La culture sucrière n’a pas eu à souffrir d’aléas climatiques nuisibles hormis l’épisode caniculaire. Même si ce dernier n’a pas été aussi impactant que celui de 2015 et 2016, il a prouvé encore une fois l’indispensable utilité de l’irrigation. « Nous observons une différence de rendement de 15 à 20% entre les parcelles arrosées et non arrosées » explique Gilles Berthonnèche.

Des marchés incertains

C’est avant tout l’arrêt des quotas sucrier et la position des marchés qui animent les conversations des producteurs. Tous craignent une chute des prix et une production excessive de sucre au niveau mondial. Les betteraviers français parviendront-ils à suivre le mouvement ? Stéphane Brunel, directeur de la Sucrerie de Bourdon rassure : « nous ne sommes que quatre intervenants sucriers en France. Notre restructuration a déjà été réalisée.
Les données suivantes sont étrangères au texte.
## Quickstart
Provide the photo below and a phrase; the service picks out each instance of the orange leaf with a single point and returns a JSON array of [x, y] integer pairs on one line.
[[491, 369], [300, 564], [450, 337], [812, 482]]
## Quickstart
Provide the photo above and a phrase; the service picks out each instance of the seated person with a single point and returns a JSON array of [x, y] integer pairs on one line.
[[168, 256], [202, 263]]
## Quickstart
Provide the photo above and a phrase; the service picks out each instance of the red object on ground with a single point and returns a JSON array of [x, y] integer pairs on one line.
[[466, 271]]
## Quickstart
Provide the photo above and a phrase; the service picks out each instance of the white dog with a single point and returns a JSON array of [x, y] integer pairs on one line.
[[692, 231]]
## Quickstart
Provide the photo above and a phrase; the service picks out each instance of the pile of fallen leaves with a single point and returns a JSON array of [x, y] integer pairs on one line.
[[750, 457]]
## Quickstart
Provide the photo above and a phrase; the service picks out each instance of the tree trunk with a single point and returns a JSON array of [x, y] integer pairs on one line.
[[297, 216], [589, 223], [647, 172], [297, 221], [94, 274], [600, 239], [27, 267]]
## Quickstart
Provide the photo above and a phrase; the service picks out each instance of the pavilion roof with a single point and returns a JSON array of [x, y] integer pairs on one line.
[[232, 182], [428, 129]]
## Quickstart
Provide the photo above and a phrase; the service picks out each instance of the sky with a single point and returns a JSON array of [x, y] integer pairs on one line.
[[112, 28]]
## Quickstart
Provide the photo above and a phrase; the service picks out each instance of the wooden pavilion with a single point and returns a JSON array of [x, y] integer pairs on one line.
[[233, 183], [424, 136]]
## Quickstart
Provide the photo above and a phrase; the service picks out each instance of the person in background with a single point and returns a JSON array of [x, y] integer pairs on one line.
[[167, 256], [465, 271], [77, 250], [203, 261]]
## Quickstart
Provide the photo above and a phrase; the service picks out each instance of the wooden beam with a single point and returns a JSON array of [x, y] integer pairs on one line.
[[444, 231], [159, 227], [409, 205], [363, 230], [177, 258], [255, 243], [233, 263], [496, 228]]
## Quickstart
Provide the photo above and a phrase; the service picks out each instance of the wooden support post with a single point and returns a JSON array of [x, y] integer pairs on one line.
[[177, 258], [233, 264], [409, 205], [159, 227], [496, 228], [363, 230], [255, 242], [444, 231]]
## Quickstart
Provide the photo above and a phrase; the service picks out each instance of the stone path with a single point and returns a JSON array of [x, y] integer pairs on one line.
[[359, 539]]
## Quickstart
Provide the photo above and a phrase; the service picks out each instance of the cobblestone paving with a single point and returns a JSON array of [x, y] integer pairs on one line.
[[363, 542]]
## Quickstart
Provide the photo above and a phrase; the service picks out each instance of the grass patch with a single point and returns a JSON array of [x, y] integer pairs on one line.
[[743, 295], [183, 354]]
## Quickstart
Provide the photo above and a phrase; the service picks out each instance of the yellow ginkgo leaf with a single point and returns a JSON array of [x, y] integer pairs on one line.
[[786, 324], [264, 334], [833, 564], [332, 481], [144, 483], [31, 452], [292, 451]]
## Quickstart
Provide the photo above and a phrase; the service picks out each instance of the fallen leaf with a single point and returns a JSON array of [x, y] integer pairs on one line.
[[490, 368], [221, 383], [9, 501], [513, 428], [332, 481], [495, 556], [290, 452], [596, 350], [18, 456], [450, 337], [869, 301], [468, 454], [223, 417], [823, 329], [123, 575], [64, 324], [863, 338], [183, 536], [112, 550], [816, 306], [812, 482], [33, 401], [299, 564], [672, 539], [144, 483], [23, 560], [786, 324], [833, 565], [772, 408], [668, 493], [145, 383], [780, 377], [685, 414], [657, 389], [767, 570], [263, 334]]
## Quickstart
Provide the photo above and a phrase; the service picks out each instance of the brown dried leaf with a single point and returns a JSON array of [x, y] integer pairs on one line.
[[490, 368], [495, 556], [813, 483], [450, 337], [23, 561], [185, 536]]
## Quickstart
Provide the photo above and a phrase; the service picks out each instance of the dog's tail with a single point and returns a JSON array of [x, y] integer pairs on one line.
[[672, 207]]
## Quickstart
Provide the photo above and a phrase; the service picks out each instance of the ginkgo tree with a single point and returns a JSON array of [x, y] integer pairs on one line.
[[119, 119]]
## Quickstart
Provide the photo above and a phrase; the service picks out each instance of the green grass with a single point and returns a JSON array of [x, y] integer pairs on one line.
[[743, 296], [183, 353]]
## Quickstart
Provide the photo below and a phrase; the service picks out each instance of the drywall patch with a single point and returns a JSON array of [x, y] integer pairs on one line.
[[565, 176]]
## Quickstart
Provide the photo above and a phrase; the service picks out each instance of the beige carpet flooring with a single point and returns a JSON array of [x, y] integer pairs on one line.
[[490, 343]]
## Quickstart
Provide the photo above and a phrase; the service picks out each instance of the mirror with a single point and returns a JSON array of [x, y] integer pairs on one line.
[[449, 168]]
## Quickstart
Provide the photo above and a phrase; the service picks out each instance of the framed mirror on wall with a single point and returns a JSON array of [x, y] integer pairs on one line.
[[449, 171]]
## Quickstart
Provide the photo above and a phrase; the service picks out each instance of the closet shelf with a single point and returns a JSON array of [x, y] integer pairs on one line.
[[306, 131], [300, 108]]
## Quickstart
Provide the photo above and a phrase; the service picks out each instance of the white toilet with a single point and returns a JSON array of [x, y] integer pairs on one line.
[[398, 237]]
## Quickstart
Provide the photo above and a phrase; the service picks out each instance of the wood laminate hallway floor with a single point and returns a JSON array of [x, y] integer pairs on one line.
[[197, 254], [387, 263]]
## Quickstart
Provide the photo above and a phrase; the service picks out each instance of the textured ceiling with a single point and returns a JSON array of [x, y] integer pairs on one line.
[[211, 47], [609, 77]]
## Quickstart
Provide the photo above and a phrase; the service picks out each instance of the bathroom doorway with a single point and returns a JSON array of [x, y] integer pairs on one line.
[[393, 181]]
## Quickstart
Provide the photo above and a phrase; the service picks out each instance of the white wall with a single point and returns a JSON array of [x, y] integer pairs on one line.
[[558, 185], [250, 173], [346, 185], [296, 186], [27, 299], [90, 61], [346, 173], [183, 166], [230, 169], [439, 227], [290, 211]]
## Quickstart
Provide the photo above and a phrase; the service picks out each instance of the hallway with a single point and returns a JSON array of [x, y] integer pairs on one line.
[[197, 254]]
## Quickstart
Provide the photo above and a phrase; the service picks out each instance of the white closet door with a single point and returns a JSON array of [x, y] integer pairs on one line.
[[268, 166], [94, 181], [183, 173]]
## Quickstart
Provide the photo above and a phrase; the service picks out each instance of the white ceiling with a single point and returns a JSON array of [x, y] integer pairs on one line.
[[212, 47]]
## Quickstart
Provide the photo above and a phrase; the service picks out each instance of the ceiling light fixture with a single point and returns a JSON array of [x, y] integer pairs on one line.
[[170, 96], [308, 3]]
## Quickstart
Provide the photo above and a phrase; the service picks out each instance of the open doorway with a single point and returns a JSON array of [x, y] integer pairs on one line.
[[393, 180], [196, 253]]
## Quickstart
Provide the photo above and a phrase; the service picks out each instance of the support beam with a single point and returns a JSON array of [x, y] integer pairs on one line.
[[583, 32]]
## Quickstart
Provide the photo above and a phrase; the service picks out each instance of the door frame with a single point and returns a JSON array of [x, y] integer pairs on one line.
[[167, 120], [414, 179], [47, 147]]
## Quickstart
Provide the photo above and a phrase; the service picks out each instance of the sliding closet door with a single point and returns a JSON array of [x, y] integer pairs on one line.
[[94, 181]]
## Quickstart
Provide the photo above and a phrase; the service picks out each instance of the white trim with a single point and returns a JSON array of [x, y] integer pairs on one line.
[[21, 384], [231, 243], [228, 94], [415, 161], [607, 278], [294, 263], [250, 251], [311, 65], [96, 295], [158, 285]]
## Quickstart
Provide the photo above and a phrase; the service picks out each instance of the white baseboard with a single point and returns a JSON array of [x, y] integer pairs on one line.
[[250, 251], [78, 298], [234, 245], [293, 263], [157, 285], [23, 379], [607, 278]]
Nous avançons tous dans le même sens pour affronter et nous positionner sur les marchés ». C’est pourquoi Cristal Union et la Sucrerie de Bourdon encouragent leurs producteurs à augmenter leurs surfaces pour « donner de la flexibilité aux sucreries et saisir des parts de marchés ». Le directeur l’affirme, les impacts de l’arrêt des quotas sont limités pour l’heure, « nous voyons simplement les volumes ou le type de clients changer ».

Malgré les incertitudes sur les marchés du sucre, la Sucrerie de Bourdon poursuit ses investissements pour améliorer ses performances et asseoir encore davantage sa position au sud de la France.

Baisse du prix de la pulpe

 

La Sucrerie de Bourdon augmente cette année sa production de pulpe de betterave afin de répondre aux demandes toujours croissantes des éleveurs. L’entreprise a également pris la décision d’en baisser le prix « tenant compte des contraintes et des difficultés des éleveurs de la région ». Ainsi la tonne de matière sèche de pulpe sera vendue 94 € cette année (contre 105 € en 2015).